- Multimedia Understanding with Pre-trained Models
Multimedia Understanding with Pre-trained Models
Multi-modal understanding plays a crucial role in enabling the machine to perceive the physical world with multiple sensor cues as humans. Recently, large-scale pre-trained models (PTMs) has become a research hotspot in the field of artificial intelligence. Existing techniques follow the self-supervised learning paradigm achieve great success on the uni-modal scenes, such as computer vision (CV) and natural language process (NLP). The recent advances in large-scale pre-trained models inspire the researchers to explore more and deeper pre-training techniques for the multi-modal understanding problem. In this workshop, we aim to bring together researchers from the field of multimedia to discuss recent research and future directions on pre-trained models with self-supervised learning for multimedia understanding.
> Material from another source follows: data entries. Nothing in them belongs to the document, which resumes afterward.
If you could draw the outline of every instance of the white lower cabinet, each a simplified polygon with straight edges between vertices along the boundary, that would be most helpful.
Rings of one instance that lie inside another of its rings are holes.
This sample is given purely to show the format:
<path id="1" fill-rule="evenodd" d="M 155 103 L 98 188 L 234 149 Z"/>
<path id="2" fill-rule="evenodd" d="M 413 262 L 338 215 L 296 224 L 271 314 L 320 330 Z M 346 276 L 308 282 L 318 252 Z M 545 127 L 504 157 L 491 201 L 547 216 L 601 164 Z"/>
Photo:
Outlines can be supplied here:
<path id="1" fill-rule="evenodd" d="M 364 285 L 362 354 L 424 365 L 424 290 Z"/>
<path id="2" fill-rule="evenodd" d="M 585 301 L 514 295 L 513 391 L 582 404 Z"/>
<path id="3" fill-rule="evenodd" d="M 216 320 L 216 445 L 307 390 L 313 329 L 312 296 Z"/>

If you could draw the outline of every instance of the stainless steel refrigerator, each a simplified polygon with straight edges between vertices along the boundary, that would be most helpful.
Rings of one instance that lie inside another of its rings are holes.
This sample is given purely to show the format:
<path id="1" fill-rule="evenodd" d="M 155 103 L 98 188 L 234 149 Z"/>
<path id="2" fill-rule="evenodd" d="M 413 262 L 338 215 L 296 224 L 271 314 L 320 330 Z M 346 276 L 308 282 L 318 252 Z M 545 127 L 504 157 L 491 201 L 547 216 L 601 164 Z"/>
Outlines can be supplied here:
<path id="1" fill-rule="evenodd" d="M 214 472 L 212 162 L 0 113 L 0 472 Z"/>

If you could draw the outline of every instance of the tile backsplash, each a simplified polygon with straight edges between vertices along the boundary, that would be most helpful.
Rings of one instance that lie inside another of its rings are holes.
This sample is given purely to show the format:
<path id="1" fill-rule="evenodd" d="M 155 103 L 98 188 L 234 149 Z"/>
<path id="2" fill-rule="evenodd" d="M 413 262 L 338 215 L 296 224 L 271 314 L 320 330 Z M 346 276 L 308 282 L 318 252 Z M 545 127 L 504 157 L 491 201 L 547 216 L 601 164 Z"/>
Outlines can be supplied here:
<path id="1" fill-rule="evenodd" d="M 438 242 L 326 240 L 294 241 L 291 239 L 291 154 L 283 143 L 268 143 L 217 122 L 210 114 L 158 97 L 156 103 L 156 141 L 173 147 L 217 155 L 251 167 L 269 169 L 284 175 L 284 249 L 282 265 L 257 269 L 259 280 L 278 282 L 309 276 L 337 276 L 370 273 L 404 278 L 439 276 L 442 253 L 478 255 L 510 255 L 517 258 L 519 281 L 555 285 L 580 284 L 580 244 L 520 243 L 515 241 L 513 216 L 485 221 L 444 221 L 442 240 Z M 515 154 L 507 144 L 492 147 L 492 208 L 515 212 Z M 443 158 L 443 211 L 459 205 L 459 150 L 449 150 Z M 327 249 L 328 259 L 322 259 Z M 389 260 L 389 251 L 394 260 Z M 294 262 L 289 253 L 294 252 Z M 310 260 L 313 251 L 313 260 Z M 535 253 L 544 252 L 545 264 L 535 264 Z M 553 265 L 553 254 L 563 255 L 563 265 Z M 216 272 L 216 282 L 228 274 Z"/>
In recent years, we have witnessed the great success of pre-trained models (PTM) in natural language processing (NLP), such as GPT3, BERT, Roberta, DEBERTA, etc. It motivates the researchers in the multimedia community to leverage the idea of PTM to address multi-modal tasks. The scope of this workshop is focused on pre-trained models with self-supervised learning for multimedia understanding. The potential topics include architecture design for multi-modal PTM, pre-text task design for self-supervised learning, multi-modal data modeling, efficiency enhancing for PTM, interpretability of PTM, etc.